POST your file to /parse. The API returns a job_id immediately — parsing happens in the background.

# Upload your PDF
curl -X POST https://docule.dev/api/v1/parse \
  -H "X-API-Key: YOUR_KEY" \
  -F "file=@report.pdf"

# Response (HTTP 202)
{
  "job_id": "20260407_120530_a1b2c3d4e5f6g7h8",
  "status": "queued",
  "created_at": "2026-04-07T12:05:30.123Z",
  "message": "Job submitted. Poll GET /api/v1/status/{job_id}"
}

3

Poll status, then download the result

Poll the status endpoint until status is "completed", then fetch the parsed output.

# Poll until completed
curl https://docule.dev/api/v1/status/JOB_ID \
  -H "X-API-Key: YOUR_KEY"

# Download the parsed result
curl https://docule.dev/api/v1/result/JOB_ID?format=json \
  -H "X-API-Key: YOUR_KEY"

That's it.
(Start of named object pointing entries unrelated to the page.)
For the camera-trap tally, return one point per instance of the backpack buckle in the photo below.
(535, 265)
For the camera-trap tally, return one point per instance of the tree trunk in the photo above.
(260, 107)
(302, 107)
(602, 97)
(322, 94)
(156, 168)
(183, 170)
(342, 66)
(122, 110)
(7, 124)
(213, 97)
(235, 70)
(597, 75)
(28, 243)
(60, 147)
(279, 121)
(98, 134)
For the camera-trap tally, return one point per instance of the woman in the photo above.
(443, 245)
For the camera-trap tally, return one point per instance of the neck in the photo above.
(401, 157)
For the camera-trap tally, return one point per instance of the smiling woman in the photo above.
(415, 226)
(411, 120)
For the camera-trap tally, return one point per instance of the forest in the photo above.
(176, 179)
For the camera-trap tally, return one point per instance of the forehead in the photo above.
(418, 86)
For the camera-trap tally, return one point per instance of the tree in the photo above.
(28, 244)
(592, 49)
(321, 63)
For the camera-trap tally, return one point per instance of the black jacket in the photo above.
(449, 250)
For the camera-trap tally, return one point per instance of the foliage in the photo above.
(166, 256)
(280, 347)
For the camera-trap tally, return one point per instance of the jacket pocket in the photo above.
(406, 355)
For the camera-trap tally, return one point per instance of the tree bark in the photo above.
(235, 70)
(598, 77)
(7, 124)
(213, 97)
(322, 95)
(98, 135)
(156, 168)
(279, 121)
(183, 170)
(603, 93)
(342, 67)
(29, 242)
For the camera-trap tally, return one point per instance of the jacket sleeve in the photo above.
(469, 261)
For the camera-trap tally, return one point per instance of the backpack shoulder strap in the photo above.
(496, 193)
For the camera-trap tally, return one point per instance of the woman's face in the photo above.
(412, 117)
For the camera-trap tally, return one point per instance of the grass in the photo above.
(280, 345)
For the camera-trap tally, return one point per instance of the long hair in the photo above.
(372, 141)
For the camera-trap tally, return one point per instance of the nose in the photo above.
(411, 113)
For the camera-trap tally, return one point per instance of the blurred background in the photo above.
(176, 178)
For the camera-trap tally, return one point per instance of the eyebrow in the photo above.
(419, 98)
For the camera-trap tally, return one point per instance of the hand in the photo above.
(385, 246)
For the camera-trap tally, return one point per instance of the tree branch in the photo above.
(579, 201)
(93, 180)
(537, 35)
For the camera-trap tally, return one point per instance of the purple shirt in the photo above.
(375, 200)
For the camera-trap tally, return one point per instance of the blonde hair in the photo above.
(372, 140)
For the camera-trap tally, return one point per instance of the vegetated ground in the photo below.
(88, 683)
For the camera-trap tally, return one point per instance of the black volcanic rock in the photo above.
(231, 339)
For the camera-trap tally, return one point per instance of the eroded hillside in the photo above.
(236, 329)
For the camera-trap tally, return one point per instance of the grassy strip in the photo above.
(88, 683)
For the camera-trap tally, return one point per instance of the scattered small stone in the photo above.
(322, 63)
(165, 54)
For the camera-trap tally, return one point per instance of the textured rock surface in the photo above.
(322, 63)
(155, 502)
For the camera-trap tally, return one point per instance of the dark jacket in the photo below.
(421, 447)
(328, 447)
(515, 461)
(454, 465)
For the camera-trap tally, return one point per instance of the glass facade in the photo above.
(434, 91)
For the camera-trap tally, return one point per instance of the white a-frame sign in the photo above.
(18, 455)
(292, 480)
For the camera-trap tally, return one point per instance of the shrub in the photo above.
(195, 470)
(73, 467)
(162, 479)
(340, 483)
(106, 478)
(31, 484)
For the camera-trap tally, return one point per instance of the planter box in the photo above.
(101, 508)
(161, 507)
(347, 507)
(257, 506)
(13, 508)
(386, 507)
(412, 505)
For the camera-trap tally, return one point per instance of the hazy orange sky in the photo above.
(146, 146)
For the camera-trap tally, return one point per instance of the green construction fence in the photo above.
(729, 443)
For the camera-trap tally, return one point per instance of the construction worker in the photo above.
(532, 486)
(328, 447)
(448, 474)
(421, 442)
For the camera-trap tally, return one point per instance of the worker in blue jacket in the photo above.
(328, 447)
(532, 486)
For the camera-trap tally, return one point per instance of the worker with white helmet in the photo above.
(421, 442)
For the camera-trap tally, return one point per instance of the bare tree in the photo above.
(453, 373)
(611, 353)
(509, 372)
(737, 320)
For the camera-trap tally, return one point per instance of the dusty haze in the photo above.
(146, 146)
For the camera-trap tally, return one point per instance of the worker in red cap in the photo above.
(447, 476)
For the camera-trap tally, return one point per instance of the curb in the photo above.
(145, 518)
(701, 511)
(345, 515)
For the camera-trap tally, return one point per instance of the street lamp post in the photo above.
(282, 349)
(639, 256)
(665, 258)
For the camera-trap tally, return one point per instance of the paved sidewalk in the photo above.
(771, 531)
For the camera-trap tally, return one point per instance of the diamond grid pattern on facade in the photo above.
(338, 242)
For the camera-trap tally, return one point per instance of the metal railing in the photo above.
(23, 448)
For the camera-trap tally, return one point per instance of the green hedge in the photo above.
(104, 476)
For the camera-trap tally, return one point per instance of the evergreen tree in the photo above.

Continue to the Python or cURL examples for a full end-to-end script.

Previous ← Introduction Next Authentication →

Authentication

Authenticate every request with your API key.

All API requests require an API key passed via the X-API-Key HTTP header.

curl https://docule.dev/api/v1/health \
  -H "X-API-Key: pp_live_your_key_here"

Getting your key

After signing up, generate a key from the API keys dashboard. You can create multiple keys and revoke them at any time.

Keep your key secret

Your API key grants full access to your account's parsing quota. Treat it like a password:

Never commit keys to git or paste them into client-side code.
Use environment variables in production.
Rotate keys if you suspect compromise.

Errors

Code	Meaning
`401`	Missing or invalid `X-API-Key` header
`403`	No active subscription

Previous ← Quick start Next Parse a document →

Parse a document

POST /api/v1/parse

Upload a PDF for parsing. Returns a job ID for status polling.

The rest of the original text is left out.